Originally printed in Our Colorado News.
By Norma Engelberg
engelberg@ourcoloradonews.com

Tri-Lakes Monument Fire Protection District Fire Marshal John Vincent recently spent five days with two other district firefighters in Nebraska fighting a 50,000-acre wildland fire.

“Who knew Nebraska has trees,” he said, eliciting a laugh from residents of south Woodmoor who gathered on Aug. 1 at the Woodmoor Community Center, “The Barn,” to hear about fire and how they can protect their neighborhood. The rest of the residents would hear the same presentation on Aug. 2.

Before going to Nebraska, Vincent spent his days fighting the Waldo Canyon Fire in the Cascade area, starting June 24, the second day after the fire broke out.

He used his experiences there to show Woodmoor residents what they should and shouldn’t do to protect their properties from a similar fire.

“That fire was contained on July 10 but it isn’t out,” he said. “And when it was contained it was only five miles from your homes. A wind-driven fire can move that far in no time. On June 26, with 65-mile-an-hour winds pushing it, the fire moved down the mountain, something fires rarely do, into Mountain Shadows in less than four minutes.”

He described that firestorm as a horizontal vortex, like a tornado on its side, rolling downhill.

Nothing could stop it at that point, he said.

“Fires depend on fuel, weather and topography,” he said. “Firefighters can’t control the weather or the topography and when there is a fire we can’t control fuel. You have to do that before a fire.”

Showing photos of heavily treed areas of Woodmoor, he said, “You have to help us out here. There are only so many of us to protect your neighborhoods.”

“As fast as I can say, ‘yeah, maybe, no,’ that’s how long I have to decide whether we can save your home,” he added.

His suggestions to homeowners included keeping rain gutters clean and clearing vegetation away from the home, especially junipers and Gambel oak.

“If you have two junipers I might be able to clear them away,” he said. “If you have 20, I’ll move on.”

As for scrub oak, even one is too many.

“Just get rid of it,” he said, with backup from Eric Gross, director of forestry for the subdivision. “Then it’s thin, thin, thin. You also need to work on an evacuation plan; you should have at least four ways to get out of your neighborhood and you should have a ‘go-bag’ ready to take with you.”

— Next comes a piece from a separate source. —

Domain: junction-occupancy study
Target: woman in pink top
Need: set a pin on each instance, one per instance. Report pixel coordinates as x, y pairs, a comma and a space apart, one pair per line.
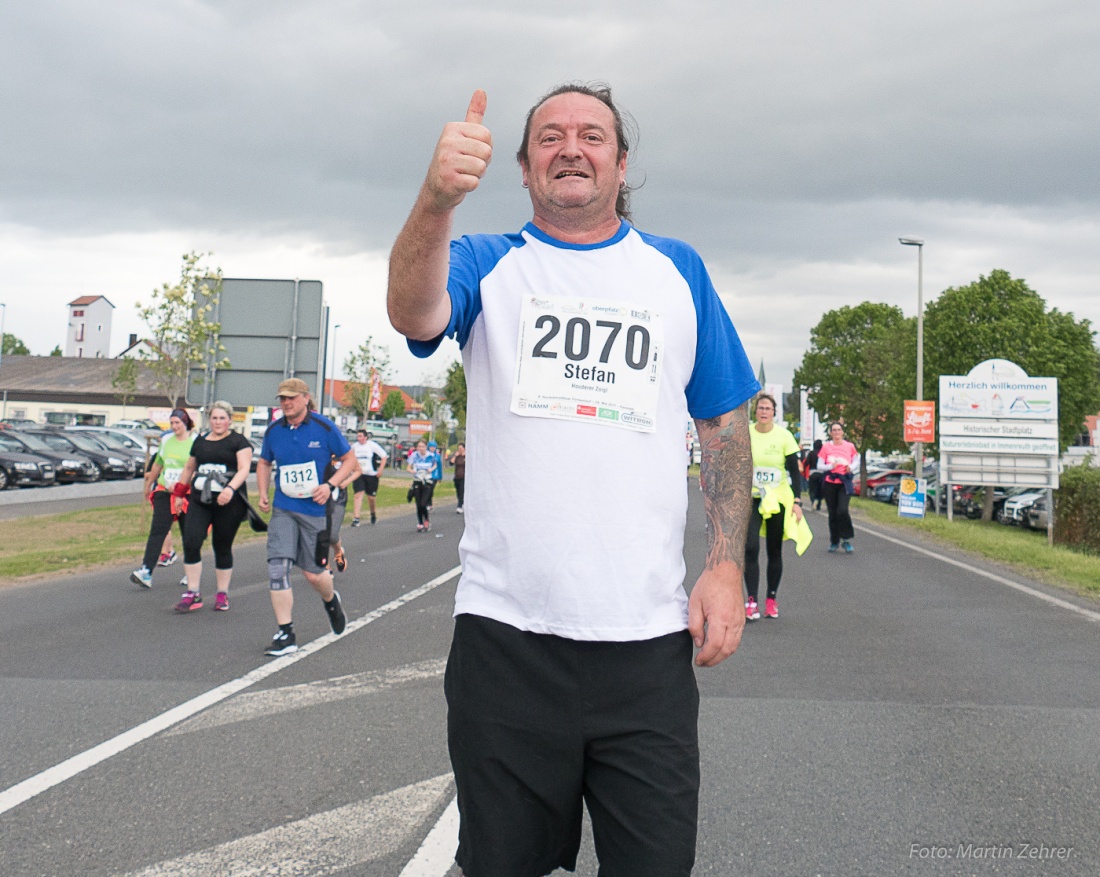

He also said no to cedar shake roofs and wood siding and suggested that homeowners install steel screens instead of nylon. “You have to ask for them,” he said.

When it comes to rules from the Woodmoor Improvement Association, Gross said any tree within 30 feet of the home is fair game for cutting and trees should be thinned so that crowns are at least 10 feet apart.

“This is mountain pine beetle flight time,” he said. “So we’re asking that you don’t do any green cutting until October to avoid spreading the beetles, but fire mitigation takes top priority. You can get rid of scrub oak any time. Our volunteers can help you decide which trees and shrubs to clear.”

The entire presentation was recorded and the video will be available on the Woodmoor website, www.woodmoor.org, and as a DVD upon request.